Легко соскочив с ложа, Святослав подхватил сына на руки и закружил по комнате, агукая и смеясь.

– Признал меня, признал! Сразу умолк, слышишь? А ну, дай ему сисю. Погляжу, как наш богатырь ест.

Пока Малуша кормила малыша, Святослав с умилением наблюдал за ними, а потом принялся одеваться.

– Уходишь? – расстроилась Малуша.

– Дела государственные, – важно ответил Святослав, суя ноги в новые сапоги и притопывая каблуками. – К нам гости едут. Надобно встречу подготовить.

Что-то в его улыбке насторожило ее.

– Свят, – окликнула она, осторожно отнимая сынишку от налитой груди.

– Чего? – спросил он, натягивая зеленый кафтан, шитый серебряными листьями и желудями.

– Ты что-то опасное задумал? – спросила Малуша.

– Не бойся, все будет хорошо, – сказал он.

– Не иди против матери, Святослав.

– Это почему? – насупился он.

– Сурова княгиня и умом остра.
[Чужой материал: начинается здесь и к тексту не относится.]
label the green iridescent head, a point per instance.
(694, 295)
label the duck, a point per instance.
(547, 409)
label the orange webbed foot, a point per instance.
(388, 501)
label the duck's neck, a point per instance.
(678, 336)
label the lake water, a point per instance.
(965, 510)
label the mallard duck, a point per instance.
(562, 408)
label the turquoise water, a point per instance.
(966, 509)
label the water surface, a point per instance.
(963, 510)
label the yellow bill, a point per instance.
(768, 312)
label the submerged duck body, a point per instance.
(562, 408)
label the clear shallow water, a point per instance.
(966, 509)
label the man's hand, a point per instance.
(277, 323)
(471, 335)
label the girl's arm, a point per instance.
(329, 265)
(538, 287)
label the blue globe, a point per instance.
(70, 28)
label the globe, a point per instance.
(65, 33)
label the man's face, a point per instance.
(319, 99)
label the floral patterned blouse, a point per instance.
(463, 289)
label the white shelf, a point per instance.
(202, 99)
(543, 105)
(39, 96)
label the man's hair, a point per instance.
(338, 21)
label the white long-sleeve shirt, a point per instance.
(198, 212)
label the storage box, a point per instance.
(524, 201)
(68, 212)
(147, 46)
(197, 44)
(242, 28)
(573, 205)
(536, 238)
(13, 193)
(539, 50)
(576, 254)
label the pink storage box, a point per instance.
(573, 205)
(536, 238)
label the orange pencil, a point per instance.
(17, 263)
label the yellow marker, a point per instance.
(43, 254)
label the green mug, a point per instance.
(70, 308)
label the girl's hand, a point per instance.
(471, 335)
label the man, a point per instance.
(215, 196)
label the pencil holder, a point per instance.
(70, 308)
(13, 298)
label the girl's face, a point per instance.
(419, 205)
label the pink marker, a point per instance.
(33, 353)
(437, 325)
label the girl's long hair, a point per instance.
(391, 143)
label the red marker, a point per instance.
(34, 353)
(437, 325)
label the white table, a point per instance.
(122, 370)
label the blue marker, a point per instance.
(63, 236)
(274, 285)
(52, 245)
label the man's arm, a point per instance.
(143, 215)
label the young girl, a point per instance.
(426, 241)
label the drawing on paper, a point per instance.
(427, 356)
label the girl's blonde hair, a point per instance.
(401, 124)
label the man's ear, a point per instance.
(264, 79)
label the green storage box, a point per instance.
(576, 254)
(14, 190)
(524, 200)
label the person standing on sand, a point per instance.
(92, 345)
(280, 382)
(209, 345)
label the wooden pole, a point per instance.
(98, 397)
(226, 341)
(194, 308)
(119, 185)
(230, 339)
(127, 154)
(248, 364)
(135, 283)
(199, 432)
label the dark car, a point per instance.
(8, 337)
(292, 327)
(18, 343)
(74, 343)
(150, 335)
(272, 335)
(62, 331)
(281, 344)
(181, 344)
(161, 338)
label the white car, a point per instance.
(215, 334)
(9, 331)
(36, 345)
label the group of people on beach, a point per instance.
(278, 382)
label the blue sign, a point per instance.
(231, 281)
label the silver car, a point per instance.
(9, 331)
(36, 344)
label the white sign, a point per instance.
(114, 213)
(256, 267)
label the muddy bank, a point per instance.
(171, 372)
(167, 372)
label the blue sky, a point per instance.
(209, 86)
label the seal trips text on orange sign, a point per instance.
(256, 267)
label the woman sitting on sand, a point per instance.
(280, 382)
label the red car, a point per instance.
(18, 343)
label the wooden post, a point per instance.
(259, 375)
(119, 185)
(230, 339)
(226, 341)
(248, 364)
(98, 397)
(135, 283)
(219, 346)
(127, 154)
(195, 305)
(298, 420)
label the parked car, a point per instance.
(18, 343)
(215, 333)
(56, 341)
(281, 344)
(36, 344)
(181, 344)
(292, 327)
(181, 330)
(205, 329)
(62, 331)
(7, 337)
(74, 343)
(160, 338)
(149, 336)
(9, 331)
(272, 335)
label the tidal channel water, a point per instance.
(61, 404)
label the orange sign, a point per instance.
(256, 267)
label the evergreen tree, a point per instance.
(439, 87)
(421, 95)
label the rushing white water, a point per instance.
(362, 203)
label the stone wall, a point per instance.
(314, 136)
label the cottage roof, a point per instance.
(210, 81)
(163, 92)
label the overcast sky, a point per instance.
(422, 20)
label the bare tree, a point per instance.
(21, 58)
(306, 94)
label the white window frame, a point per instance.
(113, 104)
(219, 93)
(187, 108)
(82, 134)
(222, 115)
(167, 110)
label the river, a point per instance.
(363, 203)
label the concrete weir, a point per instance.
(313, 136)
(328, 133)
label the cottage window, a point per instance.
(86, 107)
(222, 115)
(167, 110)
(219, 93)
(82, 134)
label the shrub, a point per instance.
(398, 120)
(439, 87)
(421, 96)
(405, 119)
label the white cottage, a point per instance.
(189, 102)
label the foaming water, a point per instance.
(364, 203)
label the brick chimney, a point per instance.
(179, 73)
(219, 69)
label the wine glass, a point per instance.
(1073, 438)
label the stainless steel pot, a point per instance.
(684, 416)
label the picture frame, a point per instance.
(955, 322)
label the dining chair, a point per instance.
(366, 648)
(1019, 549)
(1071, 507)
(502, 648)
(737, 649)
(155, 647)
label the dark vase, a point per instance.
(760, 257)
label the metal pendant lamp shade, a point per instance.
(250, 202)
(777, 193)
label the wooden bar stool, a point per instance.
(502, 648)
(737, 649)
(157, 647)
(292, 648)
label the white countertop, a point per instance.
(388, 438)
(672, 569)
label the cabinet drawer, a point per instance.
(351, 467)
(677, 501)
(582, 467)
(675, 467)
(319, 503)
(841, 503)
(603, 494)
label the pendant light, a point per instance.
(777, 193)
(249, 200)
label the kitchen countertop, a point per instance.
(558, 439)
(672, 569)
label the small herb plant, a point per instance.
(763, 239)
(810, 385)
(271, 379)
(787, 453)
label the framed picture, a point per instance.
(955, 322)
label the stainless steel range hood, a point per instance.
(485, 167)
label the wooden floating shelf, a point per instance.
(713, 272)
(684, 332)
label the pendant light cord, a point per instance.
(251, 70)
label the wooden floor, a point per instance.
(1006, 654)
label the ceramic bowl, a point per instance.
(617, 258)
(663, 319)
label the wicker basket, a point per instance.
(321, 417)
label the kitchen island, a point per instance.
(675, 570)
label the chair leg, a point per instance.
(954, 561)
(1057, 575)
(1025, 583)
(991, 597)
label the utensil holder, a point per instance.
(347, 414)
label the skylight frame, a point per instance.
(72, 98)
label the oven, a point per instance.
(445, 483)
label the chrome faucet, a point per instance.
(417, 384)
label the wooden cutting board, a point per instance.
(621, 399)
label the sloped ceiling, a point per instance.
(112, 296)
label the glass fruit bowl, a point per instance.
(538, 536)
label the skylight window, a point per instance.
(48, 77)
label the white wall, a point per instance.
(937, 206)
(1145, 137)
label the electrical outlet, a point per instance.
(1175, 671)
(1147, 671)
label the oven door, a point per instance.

Не даст себя в обиду.

– Княгиня? Не смей ее так называть. Кончилось ее время!

В гневе Святослав был страшен. Усы его встопорщились, губы втянулись внутрь, на скулах проступили тугие желваки.

Перепуганная Малуша задрожала. Ресницы ее увлажнились, одна слезинка упала на личико Владимира, который вздрогнул, хныкнул, не открывая глаз, и опять заснул.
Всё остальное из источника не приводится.